I did some googling to confirm my recollection, and with the speed of light giving ~.3 meters per nanosecond and even with copper signaling being at least a third slower, the distance between the chips itself is not a major contributor. Other factors like needing less to drive the signals might save some time, but that is coupled with a bus that is clocked slower.
I am trying to find a citation for a rather informal characterization that HBM takes a little longer to deliver the initial part of a burst than GDDR5, but can finish the burst faster.
The raw number of channels can help with loaded latency and increase the CPU's ability to spread accesses over more channels, potentially reducing the number of turnaround penalties incurred.
What doesn't necessarily change is the time it takes to fall through the cache hierarchy and traverse the uncore, which AMD hopefully improves.

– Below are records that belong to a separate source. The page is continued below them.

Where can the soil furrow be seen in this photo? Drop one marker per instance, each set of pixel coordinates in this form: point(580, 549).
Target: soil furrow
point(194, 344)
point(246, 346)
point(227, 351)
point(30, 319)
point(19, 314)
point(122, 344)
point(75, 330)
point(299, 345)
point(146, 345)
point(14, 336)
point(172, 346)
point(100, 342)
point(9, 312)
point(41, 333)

On the other side, there is the internal logic, routing, and latency of the DRAM arrays.
The arrays have not scaled in latency for years, and DRAM devices have a number of latencies that are measured in wall-clock time, not device speed.
Hynix has marketed HBM for other device types, like networking, but I don't recall a strong push to replace main memory. Perhaps some classes of consumer device can, although WideIO is liked by mobile, and DDR4 will be hard to beat in terms of capacity and pricing.